From 11 a.m.-1 p.m. Saturday at the Osage Beach Library, the community is invited to meet the 11 young authors and purchase "Budding Bards: Volume 2" for $10, with proceeds benefiting the Osage Beach Library.
Camdenton Library will add the three-day workshop next year, with Osage Beach and Boonslick Regional libraries also offering the activities again, Roquet said.
"It is nice to give them that direction that I didn't have as a kid, muddling my way through trying to get my stories published," Roquet said.
Building beyond a flagship series
Roquet's Lana Harvey series has allowed her to quit her longtime work as a graphic designer to become a full-time author. Her husband, Paul, also quit his job in beverage sales, becoming a stay-at-home dad for their now 5-year-old son, Xavier, and helping market Roquet's books. The two decided to relocate from their native Sedalia to Lake of the Ozarks shortly after making those professional transitions.

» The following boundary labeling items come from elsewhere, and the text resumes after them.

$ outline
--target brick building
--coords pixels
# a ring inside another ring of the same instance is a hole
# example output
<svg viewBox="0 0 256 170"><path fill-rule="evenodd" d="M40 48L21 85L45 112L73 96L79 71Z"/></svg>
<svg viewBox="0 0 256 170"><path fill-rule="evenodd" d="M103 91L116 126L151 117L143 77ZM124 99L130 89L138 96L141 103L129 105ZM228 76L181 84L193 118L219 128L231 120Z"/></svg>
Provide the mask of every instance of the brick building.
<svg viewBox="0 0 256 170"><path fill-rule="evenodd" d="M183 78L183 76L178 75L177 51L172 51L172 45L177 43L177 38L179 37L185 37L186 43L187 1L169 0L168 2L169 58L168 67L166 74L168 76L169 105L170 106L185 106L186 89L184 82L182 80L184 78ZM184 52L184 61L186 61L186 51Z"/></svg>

"People think it is either a hobby, and you don't make enough to live on or you are Stephen King. There is a very large gray area in the middle with authors who have never hit the New York Times bestsellers list but make a very comfortable living writing and publishing books," she said.

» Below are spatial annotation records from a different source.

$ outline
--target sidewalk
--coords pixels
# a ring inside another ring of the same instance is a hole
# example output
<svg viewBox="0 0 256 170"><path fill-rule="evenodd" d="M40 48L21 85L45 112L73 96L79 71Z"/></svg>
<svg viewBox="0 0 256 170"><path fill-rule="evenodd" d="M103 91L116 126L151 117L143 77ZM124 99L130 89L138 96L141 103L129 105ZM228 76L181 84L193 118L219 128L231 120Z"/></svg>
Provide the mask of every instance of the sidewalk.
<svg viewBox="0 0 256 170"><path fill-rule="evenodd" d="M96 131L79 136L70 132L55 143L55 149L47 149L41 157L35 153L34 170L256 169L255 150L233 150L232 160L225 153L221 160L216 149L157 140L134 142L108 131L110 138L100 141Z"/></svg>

While building up her Lana Harvey series, Roquet has pumped out three short stories involving the reaper heroine. She is also working with fellow urban fantasy author Kory Shrum to produce "Limbo City Lights," which will feature three new Lana Harvey short stories. She plans to complete an illustrated guide to Limbo City and the Death Deck in December.
Roquet also has gained traction for her paranormal romance series, "Spero Heights." With two books out now and a third, "The Midnight District," set to release next spring, the "Spero Heights" novels involve romantic and dramatic relations between the supernaturals who have "lost their bump in the night" and seek refuge at the little town tucked in the Ozark Mountains.
With Lana Harvey book signings still planned, including one from 1-3 p.m. Nov. 15 at the Camdenton Library, Roquet is ready to move forward with her next book series, "Blood Vice." The book follows Jenna Skye, who succumbs to being a vampire on her first case investigating a supernatural brothel and teaming up with a young werewolf to track down a notorious vampire and eventually join the "Blood Vice."
"I have 10 books already outlined in this series, which I plan to release over the next five to six years and the first set to release next year," Roquet said. "Lana's story arc felt like it was winding down to a natural end, and I found myself yearning for a clean slate, yearning to introduce new characters and new worlds."